Mass spectrometry-based metabolomics in recurrent ischemic stroke: pathophysiological insights, treatment resistance, and synergistic therapies.

Recurrent ischemic stroke—when someone has a second or third stroke—remains a serious problem even when patients follow all recommended treatments like taking blood thinners, managing cholesterol, and controlling blood pressure. Scientists are now using advanced laboratory techniques called mass spectrometry-based metabolomics to understand why strokes keep happening. This technology measures hundreds of tiny chemical molecules in the body to reveal what goes wrong at the cellular level. Researchers have discovered several important metabolic disruptions that may contribute to recurrent strokes, including problems with specific fats called sphingolipids that affect blood-brain barrier health, inflammatory chemicals that promote blood clotting, energy production failures in cellular powerhouses called mitochondria, and interactions between gut bacteria byproducts and blood vessel health. Interestingly, this same metabolomics technology is also helping scientists understand why some patients don't respond well to common anti-clotting medications like clopidogrel and aspirin—their bodies process these drugs differently at the molecular level. The review also notes that metabolomics could help explain how complementary therapies like acupuncture might work biologically for stroke prevention, though this research is still in early stages. While these metabolic insights are promising for eventually creating personalized stroke prevention strategies, the technology currently faces significant challenges including standardization issues and the need for much larger patient studies before it can be used routinely in clinical practice. If considering acupuncture as part of stroke recovery or prevention, consult with a licensed acupuncturist experienced in neurological conditions.

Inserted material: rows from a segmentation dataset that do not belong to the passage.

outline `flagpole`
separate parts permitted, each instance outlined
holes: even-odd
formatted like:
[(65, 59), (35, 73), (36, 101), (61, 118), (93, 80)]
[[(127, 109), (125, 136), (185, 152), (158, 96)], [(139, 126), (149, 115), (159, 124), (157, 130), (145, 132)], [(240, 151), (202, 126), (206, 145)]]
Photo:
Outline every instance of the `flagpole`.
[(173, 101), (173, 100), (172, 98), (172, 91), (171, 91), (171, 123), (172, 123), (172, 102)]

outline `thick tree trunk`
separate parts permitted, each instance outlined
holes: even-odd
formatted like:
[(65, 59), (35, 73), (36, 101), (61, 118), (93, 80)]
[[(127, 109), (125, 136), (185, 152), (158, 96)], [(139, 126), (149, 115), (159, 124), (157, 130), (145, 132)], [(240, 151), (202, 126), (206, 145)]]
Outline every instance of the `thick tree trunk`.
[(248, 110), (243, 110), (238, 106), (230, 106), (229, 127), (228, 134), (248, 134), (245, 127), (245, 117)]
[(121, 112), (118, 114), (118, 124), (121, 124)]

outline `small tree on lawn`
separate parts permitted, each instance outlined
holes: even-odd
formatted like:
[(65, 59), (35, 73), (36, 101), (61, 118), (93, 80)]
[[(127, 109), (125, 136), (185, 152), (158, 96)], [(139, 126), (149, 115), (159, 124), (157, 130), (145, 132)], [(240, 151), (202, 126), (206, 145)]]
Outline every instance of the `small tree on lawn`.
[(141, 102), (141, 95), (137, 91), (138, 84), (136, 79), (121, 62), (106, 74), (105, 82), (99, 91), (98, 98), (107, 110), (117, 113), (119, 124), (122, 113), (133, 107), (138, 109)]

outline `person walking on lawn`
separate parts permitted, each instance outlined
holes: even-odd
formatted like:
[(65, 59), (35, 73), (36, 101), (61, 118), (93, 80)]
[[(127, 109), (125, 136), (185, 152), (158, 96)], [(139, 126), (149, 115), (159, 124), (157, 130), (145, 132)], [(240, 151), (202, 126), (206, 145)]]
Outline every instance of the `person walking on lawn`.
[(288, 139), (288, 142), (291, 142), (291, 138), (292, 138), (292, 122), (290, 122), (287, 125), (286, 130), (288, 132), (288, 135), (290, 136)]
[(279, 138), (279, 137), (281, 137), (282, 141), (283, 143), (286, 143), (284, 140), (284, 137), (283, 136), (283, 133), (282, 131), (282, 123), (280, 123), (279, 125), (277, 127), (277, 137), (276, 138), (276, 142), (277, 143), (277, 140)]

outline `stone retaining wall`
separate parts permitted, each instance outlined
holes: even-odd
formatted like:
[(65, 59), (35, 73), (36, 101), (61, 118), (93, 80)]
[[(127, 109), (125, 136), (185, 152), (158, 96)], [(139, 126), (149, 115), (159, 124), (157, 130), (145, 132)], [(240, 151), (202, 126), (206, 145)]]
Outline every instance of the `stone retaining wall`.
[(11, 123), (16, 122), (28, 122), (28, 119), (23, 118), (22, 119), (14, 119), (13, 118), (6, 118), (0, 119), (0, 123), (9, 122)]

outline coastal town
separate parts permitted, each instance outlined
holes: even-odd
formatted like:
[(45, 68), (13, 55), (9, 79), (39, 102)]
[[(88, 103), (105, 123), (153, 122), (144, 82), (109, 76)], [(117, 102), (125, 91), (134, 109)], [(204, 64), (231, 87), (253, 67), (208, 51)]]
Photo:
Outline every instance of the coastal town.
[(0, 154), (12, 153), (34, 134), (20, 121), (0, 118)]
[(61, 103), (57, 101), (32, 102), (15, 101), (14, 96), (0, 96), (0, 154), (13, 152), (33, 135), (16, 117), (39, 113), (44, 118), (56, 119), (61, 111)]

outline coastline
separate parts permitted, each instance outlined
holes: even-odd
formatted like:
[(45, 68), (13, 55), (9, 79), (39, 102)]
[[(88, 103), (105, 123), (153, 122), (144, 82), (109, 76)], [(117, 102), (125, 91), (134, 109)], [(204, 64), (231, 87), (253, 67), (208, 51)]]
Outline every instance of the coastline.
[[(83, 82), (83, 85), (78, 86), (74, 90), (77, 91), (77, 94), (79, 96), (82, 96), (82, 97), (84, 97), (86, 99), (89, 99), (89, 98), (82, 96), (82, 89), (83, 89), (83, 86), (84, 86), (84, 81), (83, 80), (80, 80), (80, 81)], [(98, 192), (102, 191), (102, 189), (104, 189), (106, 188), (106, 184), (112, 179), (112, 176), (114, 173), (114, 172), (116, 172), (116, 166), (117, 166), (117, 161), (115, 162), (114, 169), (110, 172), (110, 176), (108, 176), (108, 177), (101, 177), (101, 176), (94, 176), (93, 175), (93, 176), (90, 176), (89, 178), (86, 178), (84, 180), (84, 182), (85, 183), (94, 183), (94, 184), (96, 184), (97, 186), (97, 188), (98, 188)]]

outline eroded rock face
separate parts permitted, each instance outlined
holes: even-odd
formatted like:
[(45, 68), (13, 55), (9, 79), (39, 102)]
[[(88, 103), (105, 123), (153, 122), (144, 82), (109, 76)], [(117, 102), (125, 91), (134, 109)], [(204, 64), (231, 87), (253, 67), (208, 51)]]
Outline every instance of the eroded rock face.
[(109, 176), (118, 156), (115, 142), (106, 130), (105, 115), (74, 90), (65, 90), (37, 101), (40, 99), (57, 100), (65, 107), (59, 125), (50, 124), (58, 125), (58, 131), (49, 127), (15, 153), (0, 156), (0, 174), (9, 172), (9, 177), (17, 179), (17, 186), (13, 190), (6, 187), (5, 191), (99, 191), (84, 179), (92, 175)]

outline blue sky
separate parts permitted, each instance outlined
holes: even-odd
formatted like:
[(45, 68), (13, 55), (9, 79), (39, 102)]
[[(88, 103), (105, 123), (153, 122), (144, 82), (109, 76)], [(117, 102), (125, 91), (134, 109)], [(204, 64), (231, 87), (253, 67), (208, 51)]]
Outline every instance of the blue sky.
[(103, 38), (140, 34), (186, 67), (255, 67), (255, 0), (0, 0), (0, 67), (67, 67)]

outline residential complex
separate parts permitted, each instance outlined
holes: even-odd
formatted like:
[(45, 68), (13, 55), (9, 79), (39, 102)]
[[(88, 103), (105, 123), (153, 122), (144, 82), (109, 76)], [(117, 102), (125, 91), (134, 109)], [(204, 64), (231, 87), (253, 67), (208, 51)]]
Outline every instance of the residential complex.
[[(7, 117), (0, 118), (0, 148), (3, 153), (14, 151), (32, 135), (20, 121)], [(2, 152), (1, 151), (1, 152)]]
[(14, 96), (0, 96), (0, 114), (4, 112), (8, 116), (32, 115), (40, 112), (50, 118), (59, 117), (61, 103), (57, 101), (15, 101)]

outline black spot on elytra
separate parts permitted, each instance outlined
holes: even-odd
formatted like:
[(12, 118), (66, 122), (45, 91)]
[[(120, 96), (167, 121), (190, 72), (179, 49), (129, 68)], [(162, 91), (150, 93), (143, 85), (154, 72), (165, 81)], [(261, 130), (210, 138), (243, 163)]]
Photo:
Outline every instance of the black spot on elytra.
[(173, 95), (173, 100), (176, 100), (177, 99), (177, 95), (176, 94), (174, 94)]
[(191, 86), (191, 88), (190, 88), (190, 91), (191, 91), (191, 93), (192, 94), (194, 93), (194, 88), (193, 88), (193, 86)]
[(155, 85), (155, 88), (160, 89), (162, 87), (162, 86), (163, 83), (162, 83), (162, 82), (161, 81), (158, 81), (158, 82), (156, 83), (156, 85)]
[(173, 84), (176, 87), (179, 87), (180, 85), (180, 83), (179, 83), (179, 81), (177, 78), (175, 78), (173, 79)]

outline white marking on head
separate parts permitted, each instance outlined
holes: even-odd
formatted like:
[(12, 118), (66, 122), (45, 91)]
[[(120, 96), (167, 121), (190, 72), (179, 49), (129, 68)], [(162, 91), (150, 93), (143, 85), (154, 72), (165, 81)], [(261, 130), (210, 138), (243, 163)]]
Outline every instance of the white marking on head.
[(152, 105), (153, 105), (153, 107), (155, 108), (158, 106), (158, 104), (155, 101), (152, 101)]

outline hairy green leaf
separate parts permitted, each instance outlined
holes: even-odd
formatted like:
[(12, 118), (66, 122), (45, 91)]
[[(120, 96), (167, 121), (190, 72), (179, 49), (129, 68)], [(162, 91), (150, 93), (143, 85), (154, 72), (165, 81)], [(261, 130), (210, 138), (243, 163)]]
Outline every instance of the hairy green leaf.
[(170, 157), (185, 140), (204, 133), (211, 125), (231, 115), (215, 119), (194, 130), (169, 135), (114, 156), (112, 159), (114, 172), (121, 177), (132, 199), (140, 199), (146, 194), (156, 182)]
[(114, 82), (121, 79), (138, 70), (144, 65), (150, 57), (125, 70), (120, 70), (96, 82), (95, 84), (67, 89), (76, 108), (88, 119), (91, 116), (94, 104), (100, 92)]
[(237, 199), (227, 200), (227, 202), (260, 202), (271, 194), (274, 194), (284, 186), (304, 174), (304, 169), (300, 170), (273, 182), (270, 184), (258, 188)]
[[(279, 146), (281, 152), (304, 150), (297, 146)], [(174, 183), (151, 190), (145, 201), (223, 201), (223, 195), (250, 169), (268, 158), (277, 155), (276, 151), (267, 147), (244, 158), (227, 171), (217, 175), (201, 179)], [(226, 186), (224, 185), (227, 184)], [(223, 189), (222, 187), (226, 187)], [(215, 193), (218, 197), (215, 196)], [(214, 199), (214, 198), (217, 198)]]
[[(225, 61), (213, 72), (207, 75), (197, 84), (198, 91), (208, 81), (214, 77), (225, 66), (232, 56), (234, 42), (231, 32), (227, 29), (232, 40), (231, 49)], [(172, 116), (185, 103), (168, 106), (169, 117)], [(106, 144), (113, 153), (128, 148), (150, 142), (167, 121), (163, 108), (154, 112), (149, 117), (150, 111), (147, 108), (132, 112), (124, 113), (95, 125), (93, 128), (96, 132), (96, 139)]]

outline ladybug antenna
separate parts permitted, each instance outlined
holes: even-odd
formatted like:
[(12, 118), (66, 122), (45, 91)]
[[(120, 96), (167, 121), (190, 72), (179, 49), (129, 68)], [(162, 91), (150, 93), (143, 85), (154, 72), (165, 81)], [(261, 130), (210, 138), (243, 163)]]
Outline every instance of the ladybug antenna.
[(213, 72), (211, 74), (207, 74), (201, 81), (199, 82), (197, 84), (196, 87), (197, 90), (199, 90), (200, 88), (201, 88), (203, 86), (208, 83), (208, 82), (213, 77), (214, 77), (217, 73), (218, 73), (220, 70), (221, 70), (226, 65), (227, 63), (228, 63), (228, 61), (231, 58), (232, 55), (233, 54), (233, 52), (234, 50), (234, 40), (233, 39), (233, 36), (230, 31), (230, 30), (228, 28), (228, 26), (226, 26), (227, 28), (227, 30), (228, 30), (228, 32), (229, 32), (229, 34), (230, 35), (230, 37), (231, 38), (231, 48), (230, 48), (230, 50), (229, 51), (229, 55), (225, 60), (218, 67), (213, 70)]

This comprehensive review synthesizes current mass spectrometry (MS)-based metabolomics research investigating recurrent ischemic stroke pathophysiology and treatment resistance. Key metabolic disruptions identified include sphingolipid dysregulation affecting blood-brain barrier integrity, pro-inflammatory lipid mediator shifts promoting the inflammation-thrombosis axis, mitochondrial TCA cycle dysfunction, and gut microbiota-derived metabolite interactions with vascular health. The pharmacometabolomics section highlights mechanistic insights into antiplatelet therapy resistance, particularly clopidogrel bioactivation pathway variations and arachidonic acid shunting in aspirin non-responders. The review critically appraises metabolomics' potential for elucidating acupuncture's biological mechanisms in stroke prevention, while emphasizing this remains exploratory. No specific sample sizes or effect sizes are provided as this is a narrative synthesis rather than primary research. Clinical translation faces significant barriers including protocol standardization, quantification challenges, and need for large-scale validation cohorts before metabolic signatures can inform personalized risk stratification.